Every seven years, you get eight weeks off and you need to take them consecutively. It gives employees a chance to refresh because it’s a little longer than a regular vacation.
The other positive thing is that when someone takes a sabbatical, it gives somebody else the chance to step in and see if they would like that kind of role, so it forces a little bit of rotation and career development.
From a professional perspective, a great perk is gaining that leadership training, getting exposure to various business groups, executives and leaders and really being able to change the world. It’s in our mission.
Which business schools do you target to hire MBAs?
We don’t necessarily just target MBA schools. We actually target 45 different schools known for their engineering programs, and many of them also do a good job graduating MBAs. There’s nothing more valuable than an engineering undergrad with an MBA graduate degree. In Europe and Asia, we have a very similar global strategy with targeting with engineering schools for MBAs.
How often do you hire people from outside the US to work for Intel in the US?
It’s very limited, but we have done it. It’s been more targeted and focused with a couple people here or there.
The Accelerated Leadership Program is a U.S.-driven program, but we do not ignore it if someone wants to come over here for an assignment. For example, Finance might want to hire someone in Europe and bring them over for training for a few months.
What are some exciting projects an MBA might work on in your Summer Internship program?
We are actually in the process of finalizing some of those assignments right now. What we try to do in the intern space, is make sure the business group isn’t having somebody just come in to fill a position, but to work on a good project for that summer. There’s a couple of fun, exciting projects going on right now: there’s one in our gaming group and helping to figure out how we could serve the gaming industry. Another one is in our Automotive Solutions Division and looking at our entry into multibillion dollar markets for advanced driver assistance. They are pretty meaty projects. MBAs are working on these levels of assignments and it’s pretty exciting.
There’s no hard deadline for the summer internship program; I wouldn’t discourage anybody from applying.
What are some common mistakes that applicants make in the application/interview process?
The biggest one, whether it’s an MBA student, an engineering student or an experienced hire, is being unprepared.
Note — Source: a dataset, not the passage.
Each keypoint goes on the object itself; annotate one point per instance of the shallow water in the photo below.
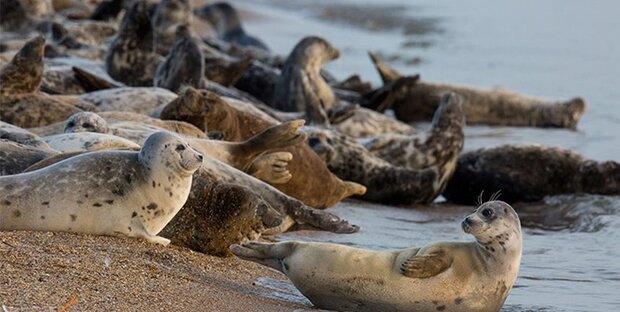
(554, 49)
I’ve had people come in who say “I don’t really know what Intel does.” My first thought is that they didn’t do the research to understand what segments and what markets we are in. People say “Oh yeah, you just make computer chips.” That can be a turnoff to a manager.
There’s a lot of competition out there and there’s a lot of people who can do the same jobs, so what is that differentiator for you? Being able to describe that uniqueness and creativity is what separates you from others. What we look for are the ones who have been innovators and are creative; they have the passion and desire to want to change the world. The “innovate or die” concept, that’s what thrives at this company.
There was one person who, instead of sending us a resume, sent us a video of themselves, which demonstrated their creativity skills. It was just about him and said “This is why Intel should hire me.” We were completely amazed. We interviewed him simply based on the fact that he sent that.
What’s the typical starting salary for an MBA?
It really depends on the work experience. Somebody with an undergrad in engineering and an MBA will probably see a higher starting salary than someone who just has the academic side and not a lot of work experience. It’s hard to say. There are ranges depending on the type of experience and the education they have.
Many MBAs want to work for Intel (according to CNN's top 100 MBA employer list). Why did you choose to work at Intel?
I had always been interested in the computer industry. After I graduated from Arizona State and joined Intel, I didn’t really know what I wanted to do yet. I started down one path and expanded and continued to grow. I have one criterion: when it’s not fun and exciting, I will leave, but I've now been here for 17 years so it's been great.